Becoming a foster parent—a rescuer of so many children—was never Bzeek’s initial plan. In his home country of Libya, Bzeek was a former marathon runner. In 1978, he immigrated to the United States to study engineering and became a citizen in 1997. Years before he was a passport-wielding American, Bzeek met his wife, Dawn, who had become a foster parent and foster child advocate in the early 1980s. Dawn opened her home as an emergency respite for foster children who needed immediate placement. After introducing Bzeek to the children who somehow managed smiles and jokes through current illnesses and the memories of past abuse, it didn’t take long for Bzeek to join her on the mission. Together, the couple chose to care for only those children with “do-not-resuscitate” orders because those were the children that sadly, no one else wanted to take in.
It’s easy to see why foster parents may be wary of taking on more than they signed up for. Children who are both ill and without family support need around-the-clock care. They need to be held, fed, medicated, supervised, bathed, and driven to hospital visits. It would be fully impossible to hold a full-time job outside of the house and take care of a child, as Bzeek does. Which is why he and his wife made it their full-time profession to take in children, sent to them by Department of Children and Family Services. They don’t live in a mansion, and don’t even have central air conditioning and heating. “You have to do it from your heart, really,” Bzeek told PBS in an interview. “If you do it for money, you’re not going to stay for long.”

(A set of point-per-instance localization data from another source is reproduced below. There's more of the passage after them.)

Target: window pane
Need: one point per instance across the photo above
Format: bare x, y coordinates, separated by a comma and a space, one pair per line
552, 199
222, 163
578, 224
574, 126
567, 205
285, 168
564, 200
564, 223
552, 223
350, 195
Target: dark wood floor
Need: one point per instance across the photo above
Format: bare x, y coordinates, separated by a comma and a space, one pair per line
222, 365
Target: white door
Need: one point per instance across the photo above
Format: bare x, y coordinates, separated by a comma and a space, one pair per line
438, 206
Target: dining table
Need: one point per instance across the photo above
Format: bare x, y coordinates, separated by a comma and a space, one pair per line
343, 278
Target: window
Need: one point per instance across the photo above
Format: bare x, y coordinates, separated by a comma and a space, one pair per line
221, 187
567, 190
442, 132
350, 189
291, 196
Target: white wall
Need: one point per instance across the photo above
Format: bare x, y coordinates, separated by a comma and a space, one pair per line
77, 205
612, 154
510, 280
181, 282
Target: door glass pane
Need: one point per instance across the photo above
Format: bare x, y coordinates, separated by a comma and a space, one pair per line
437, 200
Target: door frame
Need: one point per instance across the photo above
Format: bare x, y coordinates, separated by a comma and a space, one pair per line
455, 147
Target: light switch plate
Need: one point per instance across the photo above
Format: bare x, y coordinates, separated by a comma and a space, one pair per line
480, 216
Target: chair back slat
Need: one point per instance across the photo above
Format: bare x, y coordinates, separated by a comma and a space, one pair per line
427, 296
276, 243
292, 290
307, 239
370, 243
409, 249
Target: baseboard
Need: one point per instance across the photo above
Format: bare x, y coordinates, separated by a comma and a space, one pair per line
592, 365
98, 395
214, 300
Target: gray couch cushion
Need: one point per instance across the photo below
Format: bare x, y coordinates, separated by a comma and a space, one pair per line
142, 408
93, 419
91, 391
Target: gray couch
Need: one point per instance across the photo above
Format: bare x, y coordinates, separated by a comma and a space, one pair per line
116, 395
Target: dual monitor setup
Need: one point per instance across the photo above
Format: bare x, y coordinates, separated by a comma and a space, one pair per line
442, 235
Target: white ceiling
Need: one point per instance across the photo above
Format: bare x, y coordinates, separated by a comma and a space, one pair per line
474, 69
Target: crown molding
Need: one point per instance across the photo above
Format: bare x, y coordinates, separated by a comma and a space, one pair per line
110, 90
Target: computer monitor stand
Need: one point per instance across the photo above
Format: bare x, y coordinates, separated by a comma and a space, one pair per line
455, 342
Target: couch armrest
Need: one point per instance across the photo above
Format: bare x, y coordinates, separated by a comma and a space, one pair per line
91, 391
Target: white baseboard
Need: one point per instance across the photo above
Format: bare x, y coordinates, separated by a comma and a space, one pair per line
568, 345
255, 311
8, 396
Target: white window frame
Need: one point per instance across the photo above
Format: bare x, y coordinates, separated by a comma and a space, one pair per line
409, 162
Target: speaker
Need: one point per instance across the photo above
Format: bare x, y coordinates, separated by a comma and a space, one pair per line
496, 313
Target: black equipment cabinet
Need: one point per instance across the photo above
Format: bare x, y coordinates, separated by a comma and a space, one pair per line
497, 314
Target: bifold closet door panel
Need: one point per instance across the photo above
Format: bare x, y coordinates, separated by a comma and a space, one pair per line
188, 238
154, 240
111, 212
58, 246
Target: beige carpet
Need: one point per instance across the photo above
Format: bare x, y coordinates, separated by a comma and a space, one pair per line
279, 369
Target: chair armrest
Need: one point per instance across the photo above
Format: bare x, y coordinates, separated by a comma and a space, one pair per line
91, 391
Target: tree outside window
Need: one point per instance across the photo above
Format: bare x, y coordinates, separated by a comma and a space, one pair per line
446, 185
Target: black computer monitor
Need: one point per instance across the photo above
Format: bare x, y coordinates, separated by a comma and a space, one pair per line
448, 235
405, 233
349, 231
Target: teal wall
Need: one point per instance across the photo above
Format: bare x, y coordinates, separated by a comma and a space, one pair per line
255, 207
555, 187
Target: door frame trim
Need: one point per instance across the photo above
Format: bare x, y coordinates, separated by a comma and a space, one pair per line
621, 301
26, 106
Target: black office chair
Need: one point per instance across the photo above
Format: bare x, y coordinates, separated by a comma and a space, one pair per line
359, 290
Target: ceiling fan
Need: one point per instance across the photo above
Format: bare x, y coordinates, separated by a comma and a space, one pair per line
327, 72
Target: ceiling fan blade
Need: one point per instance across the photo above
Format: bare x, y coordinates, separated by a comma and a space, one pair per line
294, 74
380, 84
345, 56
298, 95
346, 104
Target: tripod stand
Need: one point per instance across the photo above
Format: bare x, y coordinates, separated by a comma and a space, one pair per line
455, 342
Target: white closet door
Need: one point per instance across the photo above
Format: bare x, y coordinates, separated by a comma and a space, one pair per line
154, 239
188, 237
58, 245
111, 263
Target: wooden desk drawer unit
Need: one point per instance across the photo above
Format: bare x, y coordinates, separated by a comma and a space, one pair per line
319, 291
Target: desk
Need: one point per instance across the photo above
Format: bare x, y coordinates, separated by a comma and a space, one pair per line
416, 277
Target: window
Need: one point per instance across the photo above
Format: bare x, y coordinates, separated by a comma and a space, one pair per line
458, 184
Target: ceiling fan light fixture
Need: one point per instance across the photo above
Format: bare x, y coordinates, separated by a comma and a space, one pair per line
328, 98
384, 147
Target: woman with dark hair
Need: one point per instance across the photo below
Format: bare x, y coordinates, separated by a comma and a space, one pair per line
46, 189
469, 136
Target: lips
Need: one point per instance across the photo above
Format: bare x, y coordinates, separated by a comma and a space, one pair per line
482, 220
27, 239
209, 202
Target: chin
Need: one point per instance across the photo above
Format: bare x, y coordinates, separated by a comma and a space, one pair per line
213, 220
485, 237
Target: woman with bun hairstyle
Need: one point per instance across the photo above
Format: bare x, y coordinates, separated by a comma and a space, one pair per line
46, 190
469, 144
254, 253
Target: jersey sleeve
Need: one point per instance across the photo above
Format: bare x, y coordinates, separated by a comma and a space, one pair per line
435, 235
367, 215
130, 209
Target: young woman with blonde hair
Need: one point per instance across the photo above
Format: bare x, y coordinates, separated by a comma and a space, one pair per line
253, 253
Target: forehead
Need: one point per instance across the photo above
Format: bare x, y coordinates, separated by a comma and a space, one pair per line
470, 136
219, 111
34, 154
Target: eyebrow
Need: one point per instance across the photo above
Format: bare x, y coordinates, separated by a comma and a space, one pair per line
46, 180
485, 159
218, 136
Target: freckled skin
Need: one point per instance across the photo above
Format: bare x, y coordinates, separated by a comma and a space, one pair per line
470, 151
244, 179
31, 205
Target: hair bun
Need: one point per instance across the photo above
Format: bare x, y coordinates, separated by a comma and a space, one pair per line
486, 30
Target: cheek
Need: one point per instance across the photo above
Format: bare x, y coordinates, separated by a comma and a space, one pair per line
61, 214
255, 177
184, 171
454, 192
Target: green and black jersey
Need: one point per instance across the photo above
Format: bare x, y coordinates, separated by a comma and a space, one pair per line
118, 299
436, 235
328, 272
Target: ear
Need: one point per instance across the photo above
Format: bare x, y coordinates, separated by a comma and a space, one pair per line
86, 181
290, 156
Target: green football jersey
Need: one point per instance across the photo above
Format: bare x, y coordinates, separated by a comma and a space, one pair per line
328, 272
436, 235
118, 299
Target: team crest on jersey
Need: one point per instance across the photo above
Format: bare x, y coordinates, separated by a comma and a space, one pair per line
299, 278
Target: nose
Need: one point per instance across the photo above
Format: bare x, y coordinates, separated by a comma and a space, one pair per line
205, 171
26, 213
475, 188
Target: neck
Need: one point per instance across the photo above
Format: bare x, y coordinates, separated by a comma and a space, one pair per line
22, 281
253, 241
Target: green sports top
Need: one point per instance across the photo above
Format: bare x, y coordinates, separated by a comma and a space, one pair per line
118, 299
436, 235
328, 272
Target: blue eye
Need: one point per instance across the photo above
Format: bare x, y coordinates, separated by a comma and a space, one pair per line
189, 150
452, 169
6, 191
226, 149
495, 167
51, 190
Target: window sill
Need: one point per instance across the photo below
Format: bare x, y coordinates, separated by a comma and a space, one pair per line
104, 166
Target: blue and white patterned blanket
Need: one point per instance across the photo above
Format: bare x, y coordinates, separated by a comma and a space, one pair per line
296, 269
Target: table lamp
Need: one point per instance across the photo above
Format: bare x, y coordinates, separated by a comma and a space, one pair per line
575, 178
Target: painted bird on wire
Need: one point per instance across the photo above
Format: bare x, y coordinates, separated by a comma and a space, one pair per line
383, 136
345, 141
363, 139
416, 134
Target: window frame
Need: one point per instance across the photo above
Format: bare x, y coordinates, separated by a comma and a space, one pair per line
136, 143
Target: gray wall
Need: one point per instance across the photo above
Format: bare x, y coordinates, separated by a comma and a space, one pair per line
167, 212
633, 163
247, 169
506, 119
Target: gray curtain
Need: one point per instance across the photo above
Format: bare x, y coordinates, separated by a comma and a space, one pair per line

But just because he rescues with his heart doesn’t mean he hasn’t suffered hardships along the way. His own biological child, Adam, was born with dwarfism and brittle bones. Even though he also requires physical support and specialized care from his family, Adam is positive and supportive of his family’s assistance of foster children. Now a teenager, he reflects on each of his departed siblings with love.
Yes, Bzeek has buried 10 of the children he has fostered—one as early as 8 days after she arrived at his home. Some even died in his arms. Each death is another heartbreak, and yet, Bzeek’s faith propels him to keep a practical and positive outlook. “Death is part of life,” he tells PBS. “I’m glad that I help these kids go through this period of … time.”
Unfortunately, death visited an unexpected member of Bzeek’s family. In 2015, his wife passed away. He misses her everyday and always believed her to have the stronger soul. She knew the right words to get her through the difficulty and sorrow of the fostering job.
Bzeek honors his wife through his constant determination to help others. “I know somebody who needs help. I will do [foster care] as long as I am healthy.” He does now have an aide who helps him on weekdays. And since his story was first printed, a GoFundMe in his name was established. Donations go towards a myriad of necessities: installing air conditioning in the Bzeek house, allowing Bzeek to destress and go on vacation (he hasn’t taken a single day off of his full-time care since 2010), sending his son to college, and a new van for transporting children to appointments. At the time this article was written, the fundraiser is over 1/3 of the way to their $100k goal.
The humble Mohamed Bzeek says, “I am not an angel. I am not a hero. It’s just what we are supposed to do as a human being.” And yet it is human beings like Bzeek himself that remind us of the goodness that can shine through dark days. Even though his own home country of Libya is on the executive order seeking to bar immigrants from majority Muslim nations, Bzeek believes that love and respect are key. His story sheds light on the many foreign-born citizens who continue to make a positive difference in our country. Imagine… who would be taking in the ill children of L.A., providing extensive care and comfort, if it wasn’t for this Libyan man? His race and his religion play no part in this story. It is his heart that signifies the importance of including people of all backgrounds with a genuine, warm welcome.